Casi nunca pienso en el día en que inicié en la cocaína. Pero de algo estoy seguro por completo, si en mi próxima reencarnación me la ponen delante no dudaré como no lo hice en esta vida.
He iniciado a varias personas en el chichiflín. La mayoría me ha dicho que no siente nada. Se rumora que el cerebro se tarda en reconocer las sustancias.
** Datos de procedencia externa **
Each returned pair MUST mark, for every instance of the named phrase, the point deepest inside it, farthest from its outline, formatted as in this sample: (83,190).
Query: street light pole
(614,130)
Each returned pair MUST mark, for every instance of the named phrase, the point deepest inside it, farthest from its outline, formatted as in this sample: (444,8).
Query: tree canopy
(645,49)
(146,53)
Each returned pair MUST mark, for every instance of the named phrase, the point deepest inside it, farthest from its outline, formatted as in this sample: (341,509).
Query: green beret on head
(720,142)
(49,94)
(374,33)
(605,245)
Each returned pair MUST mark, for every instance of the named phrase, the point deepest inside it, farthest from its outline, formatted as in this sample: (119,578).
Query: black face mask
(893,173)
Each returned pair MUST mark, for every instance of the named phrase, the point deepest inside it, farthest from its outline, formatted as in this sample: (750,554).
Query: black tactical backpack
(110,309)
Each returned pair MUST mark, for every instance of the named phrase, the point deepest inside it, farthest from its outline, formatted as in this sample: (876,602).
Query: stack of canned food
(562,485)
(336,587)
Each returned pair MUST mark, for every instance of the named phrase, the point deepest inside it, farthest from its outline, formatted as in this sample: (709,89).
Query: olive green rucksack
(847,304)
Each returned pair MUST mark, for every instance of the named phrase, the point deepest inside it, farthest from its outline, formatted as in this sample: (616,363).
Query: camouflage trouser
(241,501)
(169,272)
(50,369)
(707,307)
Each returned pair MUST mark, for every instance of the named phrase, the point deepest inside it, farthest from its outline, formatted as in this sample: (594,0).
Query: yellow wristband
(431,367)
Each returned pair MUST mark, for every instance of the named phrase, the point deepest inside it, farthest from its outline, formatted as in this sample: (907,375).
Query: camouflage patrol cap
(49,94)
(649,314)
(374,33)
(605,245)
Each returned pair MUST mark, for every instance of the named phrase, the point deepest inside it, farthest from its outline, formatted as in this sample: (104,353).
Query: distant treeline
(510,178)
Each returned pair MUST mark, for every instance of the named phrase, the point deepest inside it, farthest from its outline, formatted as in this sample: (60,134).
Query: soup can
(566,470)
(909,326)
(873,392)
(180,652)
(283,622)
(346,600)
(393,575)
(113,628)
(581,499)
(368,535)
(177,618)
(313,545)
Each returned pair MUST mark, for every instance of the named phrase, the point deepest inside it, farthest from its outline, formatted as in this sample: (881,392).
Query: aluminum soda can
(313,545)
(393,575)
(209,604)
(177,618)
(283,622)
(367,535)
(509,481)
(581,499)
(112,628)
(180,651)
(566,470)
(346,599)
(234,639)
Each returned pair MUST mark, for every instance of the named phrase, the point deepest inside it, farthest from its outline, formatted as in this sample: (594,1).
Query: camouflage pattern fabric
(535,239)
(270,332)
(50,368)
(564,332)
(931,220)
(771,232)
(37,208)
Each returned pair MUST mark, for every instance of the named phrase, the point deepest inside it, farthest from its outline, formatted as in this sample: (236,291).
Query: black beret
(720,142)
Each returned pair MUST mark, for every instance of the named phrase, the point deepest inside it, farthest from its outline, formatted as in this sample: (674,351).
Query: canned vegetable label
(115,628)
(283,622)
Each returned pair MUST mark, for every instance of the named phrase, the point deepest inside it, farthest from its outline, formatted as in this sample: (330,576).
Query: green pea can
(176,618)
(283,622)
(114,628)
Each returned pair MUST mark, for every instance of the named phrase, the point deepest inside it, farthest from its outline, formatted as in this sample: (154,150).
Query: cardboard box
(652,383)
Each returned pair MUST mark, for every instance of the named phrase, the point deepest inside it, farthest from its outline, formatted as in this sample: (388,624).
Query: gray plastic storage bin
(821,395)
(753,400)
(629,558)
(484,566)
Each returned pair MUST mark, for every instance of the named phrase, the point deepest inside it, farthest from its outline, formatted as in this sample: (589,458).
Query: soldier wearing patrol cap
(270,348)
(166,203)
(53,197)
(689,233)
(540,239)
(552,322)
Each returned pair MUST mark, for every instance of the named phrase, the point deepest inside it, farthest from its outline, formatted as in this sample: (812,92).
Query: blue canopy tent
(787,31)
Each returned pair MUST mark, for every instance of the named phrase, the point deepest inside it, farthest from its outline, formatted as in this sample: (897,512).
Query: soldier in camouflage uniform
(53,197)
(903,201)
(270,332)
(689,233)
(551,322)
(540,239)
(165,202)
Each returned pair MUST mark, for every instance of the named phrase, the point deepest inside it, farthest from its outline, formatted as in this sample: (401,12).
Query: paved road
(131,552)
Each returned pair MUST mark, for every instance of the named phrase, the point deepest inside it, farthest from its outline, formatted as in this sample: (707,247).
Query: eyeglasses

Existen cientos de historias de personas que cuando probaron el lsd por primera vez no les hizo efecto. A mí la coca me pegó de inmediato.
No sospechábamos que éramos adictos. Ni sabíamos lo que hacíamos. No se trataba de un juego, pero tampoco lo tomamos como un acto ceremonioso. Todo adicto tiene una inquietud inherente. Esa curiosidad que busca saciarse es la que lo empuja hacia las drogas. Haces click y comienza un estado mental narrativo que no se detendrá nunca o casi nunca.
Aquel día me fui a mi casa hasta el culo de soda. Tuve dificultad para dormir, pero no tenía contemplado volver a meterme coca. Según yo había sido cosa de una sola vez.
Fue así como empezaron mis días de pascualón.
I was born in a crossfire hurricaine
Si a los 15 años alguien me hubiera dicho que conocería a un narcotraficante, habría sentido lo mismo que si me hubiera dicho que subiría a un cohete con destino a Marte.
Todo mundo sabía quién era Chuy Caguamas. Mi tía Ma-leny, como muchas otras madres del rumbo, huyó hacia el oriente con la intención de alejar a sus familias del barrio bravo.
Chuy Caguamas era compañero de parranda de mi tío El Pellejitos. Su apodo se debía a que se dedicaba a la venta clandestina de cerveza en la colonia La Rosita. Del inocente juego de la chela, Chuy trasbordó al comercio de la cocaína. Fue el que introdujo las famosas “tostadas”. Eran papeles. Grapas que costaban cincuenta pesos. Era tal el estado de bonanza, Zedillo tenía el dólar estacionado en tres pesos y fracción, que los dílers se podían dar el lujo de ofrecer soda por una bicoca.
Vi a Chuy Caguamas emborracharse con mi tío hasta el hartazgo, pero nunca lo consideré un capo.